For each class value, construct a one vs. many model.

Here we construct 3 one vs. many logistic regression models.  The first model predicts A vs. other, the second model predicts B vs. other, and the third model predicts C vs. other.

Model A vs. Other:

In [None]:
model.Ao = glm(class ~ x1+x2, binomial(link="logit"), data.Ao)
model.Ao

Model B vs. Other:

In [None]:
model.Bo = glm(class ~ x1+x2, binomial(link="logit"), data.Bo)
model.Bo

Model C vs. Other:

In [None]:
model.Co = glm(class ~ x1+x2, binomial(link="logit"), data.Co)
model.Co

### Prediction

For a new observation, predict class probabilities based on each one vs. many model.

In [None]:
prob.Ao.other = predict(model.Ao, new, type="response")
prob.Ao = data.frame(A=1-prob.Ao.other, other=prob.Ao.other)

prob.Bo.other = predict(model.Bo, new, type="response")
prob.Bo = data.frame(B=1-prob.Bo.other, other=prob.Bo.other)

prob.Co.other = predict(model.Co, new, type="response")
prob.Co = data.frame(C=1-prob.Co.other, other=prob.Co.other)

layout(fmt(new), fmt(prob.Ao), fmt(prob.Bo), fmt(prob.Co))

Compare class probabilities across all one vs. many models.  Pick the class value corresponding to the highest class probability.

In [None]:
prob = data.frame(A=prob.Ao$A, B=prob.Bo$B, C=prob.Co$C)
layout(fmt(new), fmt(prob), fmt(pick(prob, max), "pick", force=TRUE))

## One vs.
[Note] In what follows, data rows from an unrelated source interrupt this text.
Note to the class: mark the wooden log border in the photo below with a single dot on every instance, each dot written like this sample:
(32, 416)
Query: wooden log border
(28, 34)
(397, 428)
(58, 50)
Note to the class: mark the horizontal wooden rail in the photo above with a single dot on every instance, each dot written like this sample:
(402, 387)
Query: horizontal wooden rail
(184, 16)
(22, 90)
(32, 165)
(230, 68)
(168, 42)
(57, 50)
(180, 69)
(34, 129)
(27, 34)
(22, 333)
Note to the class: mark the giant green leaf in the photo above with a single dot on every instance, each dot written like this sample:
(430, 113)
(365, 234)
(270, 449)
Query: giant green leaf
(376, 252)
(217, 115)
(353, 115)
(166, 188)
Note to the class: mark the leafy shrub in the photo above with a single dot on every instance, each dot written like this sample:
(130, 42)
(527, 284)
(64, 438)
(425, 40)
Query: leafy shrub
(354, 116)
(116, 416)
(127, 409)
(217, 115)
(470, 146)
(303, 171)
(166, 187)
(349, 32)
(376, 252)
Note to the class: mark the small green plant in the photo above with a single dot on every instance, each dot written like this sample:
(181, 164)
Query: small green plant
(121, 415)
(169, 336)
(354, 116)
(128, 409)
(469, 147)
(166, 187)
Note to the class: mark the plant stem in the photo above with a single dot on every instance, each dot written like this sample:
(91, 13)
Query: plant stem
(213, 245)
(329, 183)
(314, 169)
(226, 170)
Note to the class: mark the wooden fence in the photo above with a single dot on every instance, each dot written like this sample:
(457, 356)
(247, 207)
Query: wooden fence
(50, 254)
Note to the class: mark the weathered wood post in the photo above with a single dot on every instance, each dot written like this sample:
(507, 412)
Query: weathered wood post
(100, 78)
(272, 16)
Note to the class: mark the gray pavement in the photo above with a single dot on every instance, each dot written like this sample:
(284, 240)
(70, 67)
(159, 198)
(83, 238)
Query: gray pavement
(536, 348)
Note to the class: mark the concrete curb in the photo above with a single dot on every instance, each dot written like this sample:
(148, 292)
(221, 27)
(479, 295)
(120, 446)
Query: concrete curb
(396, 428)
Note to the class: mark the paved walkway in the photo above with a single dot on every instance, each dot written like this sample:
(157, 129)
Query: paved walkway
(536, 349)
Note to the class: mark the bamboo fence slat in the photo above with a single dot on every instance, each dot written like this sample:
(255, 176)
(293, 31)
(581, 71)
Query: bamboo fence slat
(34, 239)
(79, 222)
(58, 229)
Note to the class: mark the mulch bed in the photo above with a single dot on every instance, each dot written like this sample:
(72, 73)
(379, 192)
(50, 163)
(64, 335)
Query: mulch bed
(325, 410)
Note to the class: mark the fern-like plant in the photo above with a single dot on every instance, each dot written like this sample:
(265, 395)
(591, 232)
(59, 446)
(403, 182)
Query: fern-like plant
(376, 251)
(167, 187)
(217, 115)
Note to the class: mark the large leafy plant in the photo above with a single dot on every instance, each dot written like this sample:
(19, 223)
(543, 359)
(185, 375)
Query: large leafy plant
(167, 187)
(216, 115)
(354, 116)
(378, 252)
One

Convert any binary classifier to a multinomial classifier. 

### Data Representation

For each class value pair, construct a one vs. one dataset.  There will be $\frac{n!}{2!(n-2)!} = \frac{(n)(n-1)(n-2)...(n-2+1)}{2}$ new datasets, where $n$ is number of class values.

A vs. B:

In [None]:
data.AB = data[data$class %in% c("A","B"),]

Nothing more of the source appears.